I want to say a word about Bruce Cole. Bruce is an accomplished art historian, a good man, and he's been a great Chairman of the National Endowment of the Humanities.
Bruce understands what all of you understand: At their best, the arts and humanities express the ideals that define our Nation. The United States is a country defined not by bloodline, race, or creed, but by our character and convictions. We are united by an unyielding principle, and that is, all men are created equal. We firmly believe that each man and woman has the right to make the most of their God-given talents. And we believe that all are endowed with the divine gift of freedom.
These ideals have sustained us throughout the centuries, and as a new generation is called to defend the principles of our democracy, they must understand why these principles are worthy of effort and sacrifice.
The National Endowment for the Humanities is at the forefront of this vital educational mission. One way the endowment fulfills this mission is through the "We the People" program, which we established in 2002 to address gaps in our children's knowledge of history and civics.
In just 5 years, the program has awarded nearly 1,400 grants to projects that preserve historical sites, documents, and artifacts and train future historians. In partnership with the American Library Association, "We the People" has produced an annual bookshelf on enduring American themes such as courage and freedom. More than 6,000 sets of these books have been provided to schools and public libraries across the country.
"We the People" teacher workshops have allowed thousands of educators to discover American history in places where history was made: Ellis Island or the waters of Pearl Harbor.

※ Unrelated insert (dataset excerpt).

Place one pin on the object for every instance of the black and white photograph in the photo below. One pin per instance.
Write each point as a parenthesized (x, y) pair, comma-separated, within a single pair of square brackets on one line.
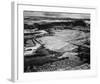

The initiative's National Digital Newspaper Program is making millions of pages of historic American newspapers accessible online. Countless students and teachers and historians will benefit from these important first drafts of history.
In all these ways, "We the People" does an outstanding job of passing America's rich heritage on to future generations. Today I'm pleased to unveil a new project under this program, the Picturing America Initiative. This initiative will educate children about the great people and places and moments in our history using American art and masterpieces that depict them.
It's much better for us to hear about educational programs from someone who's probably more qualified than me—[laughter]—like a former teacher or a librarian. [Laughter] And so it's my honor to welcome Laura, the First Lady.
NOTE: The President spoke at 2:47 p.m. in the East Room at the White House. In his remarks, he referred to Supreme Court Associate Justice Antonin Scalia; and Italy's Ambassador to the U.S. Giovanni Castellaneta. The transcript released by the Office of the Press Secretary also included the remarks of the First Lady.